You can actually determine how many starts a fuse will last through, if you know the start current and time duration of the start.
Every fuse has an "I^2 * T" rating (current squared x time). You may not be told that rating, though. Some manufacturers always give it, others not.
That rating is the energy it will take to blow. Depending on how close to that energy your start is, it may blow in under 10 starts, or last many hundreds of thousands of starts.
With smaller glass type fuses, you can see the fuse element "squirm" under the inrush current. The fuse can open from a melting effect, after the wire has been thinned by partial melting, Or, it may fail from a mechanical flexing due to thermal expansion. If it partly melts (extreme cases) you can sometimes see the element has "sweated out" tiny globs of material.

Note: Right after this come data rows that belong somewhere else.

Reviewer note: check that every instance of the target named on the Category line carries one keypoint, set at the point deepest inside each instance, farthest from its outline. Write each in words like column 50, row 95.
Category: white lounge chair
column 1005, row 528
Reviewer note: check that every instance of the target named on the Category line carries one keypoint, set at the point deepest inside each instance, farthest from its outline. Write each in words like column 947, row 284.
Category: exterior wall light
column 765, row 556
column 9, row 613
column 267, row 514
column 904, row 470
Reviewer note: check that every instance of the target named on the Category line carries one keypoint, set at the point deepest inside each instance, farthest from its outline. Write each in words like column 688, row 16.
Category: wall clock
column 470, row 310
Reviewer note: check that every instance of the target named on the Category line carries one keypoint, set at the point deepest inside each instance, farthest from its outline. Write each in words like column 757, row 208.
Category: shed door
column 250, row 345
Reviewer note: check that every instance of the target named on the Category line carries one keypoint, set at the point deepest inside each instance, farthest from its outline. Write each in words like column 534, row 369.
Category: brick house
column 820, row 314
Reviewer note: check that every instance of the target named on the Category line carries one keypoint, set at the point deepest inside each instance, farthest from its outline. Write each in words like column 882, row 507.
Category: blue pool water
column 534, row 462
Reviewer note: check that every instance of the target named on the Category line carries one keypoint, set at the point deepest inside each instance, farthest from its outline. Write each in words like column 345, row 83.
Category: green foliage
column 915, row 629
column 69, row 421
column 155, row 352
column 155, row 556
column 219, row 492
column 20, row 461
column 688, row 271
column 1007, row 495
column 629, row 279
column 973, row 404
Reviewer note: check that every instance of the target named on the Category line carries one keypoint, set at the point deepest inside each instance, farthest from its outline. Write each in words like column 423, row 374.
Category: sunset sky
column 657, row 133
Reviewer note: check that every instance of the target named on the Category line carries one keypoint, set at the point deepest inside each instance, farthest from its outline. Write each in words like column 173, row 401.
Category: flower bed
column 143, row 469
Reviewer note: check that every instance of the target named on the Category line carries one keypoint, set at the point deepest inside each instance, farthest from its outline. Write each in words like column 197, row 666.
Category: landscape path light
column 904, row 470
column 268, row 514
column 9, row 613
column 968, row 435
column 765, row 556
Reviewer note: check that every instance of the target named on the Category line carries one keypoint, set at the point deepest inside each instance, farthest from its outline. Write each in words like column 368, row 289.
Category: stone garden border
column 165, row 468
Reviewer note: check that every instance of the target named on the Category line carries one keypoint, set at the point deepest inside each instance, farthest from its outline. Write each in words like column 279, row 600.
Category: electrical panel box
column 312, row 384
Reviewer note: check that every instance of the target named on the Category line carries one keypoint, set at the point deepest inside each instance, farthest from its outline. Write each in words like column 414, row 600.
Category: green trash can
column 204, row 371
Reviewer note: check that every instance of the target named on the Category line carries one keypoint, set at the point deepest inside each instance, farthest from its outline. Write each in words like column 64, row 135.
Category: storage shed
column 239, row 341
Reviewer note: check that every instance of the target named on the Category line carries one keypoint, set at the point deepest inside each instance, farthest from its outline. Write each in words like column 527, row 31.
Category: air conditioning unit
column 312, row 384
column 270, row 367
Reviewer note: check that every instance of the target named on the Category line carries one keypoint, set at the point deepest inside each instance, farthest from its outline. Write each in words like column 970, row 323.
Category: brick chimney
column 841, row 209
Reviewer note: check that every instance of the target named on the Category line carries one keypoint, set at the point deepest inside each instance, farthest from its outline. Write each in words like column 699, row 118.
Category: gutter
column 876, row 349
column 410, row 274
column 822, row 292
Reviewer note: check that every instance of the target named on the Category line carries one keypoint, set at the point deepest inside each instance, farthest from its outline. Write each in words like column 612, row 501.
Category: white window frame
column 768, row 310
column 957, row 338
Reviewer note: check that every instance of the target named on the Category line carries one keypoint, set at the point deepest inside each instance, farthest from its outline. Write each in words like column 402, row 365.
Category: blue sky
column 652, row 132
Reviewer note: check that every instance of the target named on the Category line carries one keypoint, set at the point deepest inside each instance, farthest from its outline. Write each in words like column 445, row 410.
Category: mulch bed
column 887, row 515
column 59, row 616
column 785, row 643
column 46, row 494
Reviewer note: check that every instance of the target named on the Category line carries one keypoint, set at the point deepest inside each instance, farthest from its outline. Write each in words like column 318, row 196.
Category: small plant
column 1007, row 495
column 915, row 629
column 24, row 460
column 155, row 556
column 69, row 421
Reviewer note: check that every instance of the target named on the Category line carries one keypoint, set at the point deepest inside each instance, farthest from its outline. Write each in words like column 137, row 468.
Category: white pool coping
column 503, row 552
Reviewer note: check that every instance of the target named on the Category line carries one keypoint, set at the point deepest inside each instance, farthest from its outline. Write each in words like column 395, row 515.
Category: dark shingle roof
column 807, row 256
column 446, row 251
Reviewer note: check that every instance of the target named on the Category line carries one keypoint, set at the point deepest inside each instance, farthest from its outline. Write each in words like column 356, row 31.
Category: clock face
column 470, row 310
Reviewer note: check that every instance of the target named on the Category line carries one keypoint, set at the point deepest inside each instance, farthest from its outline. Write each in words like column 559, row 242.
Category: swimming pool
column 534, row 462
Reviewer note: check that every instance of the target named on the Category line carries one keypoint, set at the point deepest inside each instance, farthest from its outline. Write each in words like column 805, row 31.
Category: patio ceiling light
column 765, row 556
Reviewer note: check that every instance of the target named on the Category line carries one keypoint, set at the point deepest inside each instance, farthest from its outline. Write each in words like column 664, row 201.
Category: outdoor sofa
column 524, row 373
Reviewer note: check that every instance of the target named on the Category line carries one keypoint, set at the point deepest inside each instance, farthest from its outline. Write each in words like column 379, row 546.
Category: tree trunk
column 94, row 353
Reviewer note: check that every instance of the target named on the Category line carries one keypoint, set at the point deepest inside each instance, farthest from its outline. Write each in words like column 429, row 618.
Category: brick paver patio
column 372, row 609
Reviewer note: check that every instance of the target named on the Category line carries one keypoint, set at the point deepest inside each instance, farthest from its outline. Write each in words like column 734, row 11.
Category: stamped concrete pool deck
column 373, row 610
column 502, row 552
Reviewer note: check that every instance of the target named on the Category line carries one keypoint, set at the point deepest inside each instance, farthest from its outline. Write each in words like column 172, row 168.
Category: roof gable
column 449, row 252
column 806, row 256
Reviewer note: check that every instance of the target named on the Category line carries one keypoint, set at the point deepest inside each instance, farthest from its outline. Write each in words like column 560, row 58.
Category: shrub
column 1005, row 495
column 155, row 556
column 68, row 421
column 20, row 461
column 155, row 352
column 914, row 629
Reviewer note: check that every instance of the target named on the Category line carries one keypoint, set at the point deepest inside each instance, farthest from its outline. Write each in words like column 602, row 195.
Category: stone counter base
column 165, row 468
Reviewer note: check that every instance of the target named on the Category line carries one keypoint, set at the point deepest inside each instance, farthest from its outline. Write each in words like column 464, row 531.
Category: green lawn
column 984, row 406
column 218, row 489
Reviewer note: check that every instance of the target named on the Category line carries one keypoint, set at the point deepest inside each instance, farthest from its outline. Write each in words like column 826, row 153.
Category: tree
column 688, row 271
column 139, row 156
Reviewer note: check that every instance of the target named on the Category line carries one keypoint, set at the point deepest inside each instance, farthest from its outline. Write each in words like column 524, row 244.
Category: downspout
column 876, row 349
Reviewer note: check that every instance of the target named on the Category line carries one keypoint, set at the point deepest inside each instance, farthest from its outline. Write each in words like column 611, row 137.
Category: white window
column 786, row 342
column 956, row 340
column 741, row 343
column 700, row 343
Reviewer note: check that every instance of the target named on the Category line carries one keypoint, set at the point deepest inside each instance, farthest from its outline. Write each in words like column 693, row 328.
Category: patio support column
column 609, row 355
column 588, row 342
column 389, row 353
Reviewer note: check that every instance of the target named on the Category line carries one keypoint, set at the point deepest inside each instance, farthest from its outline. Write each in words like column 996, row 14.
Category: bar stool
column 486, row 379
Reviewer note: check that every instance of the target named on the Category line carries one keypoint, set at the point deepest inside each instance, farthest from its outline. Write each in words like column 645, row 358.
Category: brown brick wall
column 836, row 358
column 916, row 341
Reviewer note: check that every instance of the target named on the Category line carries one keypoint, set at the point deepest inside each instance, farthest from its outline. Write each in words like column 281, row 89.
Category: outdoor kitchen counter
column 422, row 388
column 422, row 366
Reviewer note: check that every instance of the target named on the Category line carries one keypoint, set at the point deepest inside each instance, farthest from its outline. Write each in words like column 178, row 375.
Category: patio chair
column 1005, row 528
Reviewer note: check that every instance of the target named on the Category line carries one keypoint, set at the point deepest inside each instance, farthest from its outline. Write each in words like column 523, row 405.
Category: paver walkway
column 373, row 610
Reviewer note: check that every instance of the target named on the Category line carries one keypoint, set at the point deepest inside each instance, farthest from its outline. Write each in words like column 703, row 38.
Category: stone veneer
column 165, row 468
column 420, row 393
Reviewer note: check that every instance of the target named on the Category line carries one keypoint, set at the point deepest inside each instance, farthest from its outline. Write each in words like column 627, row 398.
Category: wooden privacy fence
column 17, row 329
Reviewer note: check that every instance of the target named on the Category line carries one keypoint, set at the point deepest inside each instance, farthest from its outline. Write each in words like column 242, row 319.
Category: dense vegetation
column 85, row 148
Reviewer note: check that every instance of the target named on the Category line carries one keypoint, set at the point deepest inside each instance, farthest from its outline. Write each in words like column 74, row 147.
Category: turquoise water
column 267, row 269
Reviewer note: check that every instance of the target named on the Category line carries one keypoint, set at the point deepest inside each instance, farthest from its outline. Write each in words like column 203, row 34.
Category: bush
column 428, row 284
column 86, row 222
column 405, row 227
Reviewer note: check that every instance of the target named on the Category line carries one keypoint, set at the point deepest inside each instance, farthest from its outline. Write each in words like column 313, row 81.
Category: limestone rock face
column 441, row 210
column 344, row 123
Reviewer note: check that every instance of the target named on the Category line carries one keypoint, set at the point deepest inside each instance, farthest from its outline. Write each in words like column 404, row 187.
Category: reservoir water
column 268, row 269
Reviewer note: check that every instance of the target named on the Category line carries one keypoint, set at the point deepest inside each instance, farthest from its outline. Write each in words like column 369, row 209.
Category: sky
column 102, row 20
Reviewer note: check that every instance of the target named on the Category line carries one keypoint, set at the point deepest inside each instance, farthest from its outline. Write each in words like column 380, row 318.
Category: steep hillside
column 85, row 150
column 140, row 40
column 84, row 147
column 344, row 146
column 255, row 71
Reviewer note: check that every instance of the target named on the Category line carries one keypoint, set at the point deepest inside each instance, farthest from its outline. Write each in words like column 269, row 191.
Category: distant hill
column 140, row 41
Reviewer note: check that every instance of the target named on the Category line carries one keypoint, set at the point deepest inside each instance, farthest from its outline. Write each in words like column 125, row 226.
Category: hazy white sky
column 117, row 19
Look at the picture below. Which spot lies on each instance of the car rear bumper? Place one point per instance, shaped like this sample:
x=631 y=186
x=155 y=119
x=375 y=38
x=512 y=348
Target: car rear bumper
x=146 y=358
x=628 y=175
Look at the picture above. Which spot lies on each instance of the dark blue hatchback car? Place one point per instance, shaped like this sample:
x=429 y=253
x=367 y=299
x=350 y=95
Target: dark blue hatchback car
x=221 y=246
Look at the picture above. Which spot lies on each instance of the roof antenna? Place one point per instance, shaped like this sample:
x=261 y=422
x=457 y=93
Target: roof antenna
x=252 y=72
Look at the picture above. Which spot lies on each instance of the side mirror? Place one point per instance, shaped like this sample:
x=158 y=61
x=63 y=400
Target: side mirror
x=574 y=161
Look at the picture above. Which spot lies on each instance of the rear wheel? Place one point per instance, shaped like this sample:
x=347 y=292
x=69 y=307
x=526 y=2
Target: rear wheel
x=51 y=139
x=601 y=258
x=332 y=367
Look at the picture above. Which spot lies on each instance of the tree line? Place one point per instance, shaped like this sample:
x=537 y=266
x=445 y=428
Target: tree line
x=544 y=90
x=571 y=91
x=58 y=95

The bad thing is that the very same nominal rated fuse from different manufacturers may have very different values for the "energy rating". A higher current fuse may actually have an energy rating the same as a lower current fuse (or even less).
It just has to do with the material in the fuse, melting point, thermal mass, etc. Figuring that out is why the fuse companies get the big bucks (at least for the good companies, import copies are different).
If the spring loaded portion opens, that is more from the "time" part of the formula. The start was not an excessivly high current, but it lasted a long time.
If the fusible section opens, that is more from the "current squared" part, the peak current was too high during the start. That guides what is needed to keep the replacement fuse from blowing.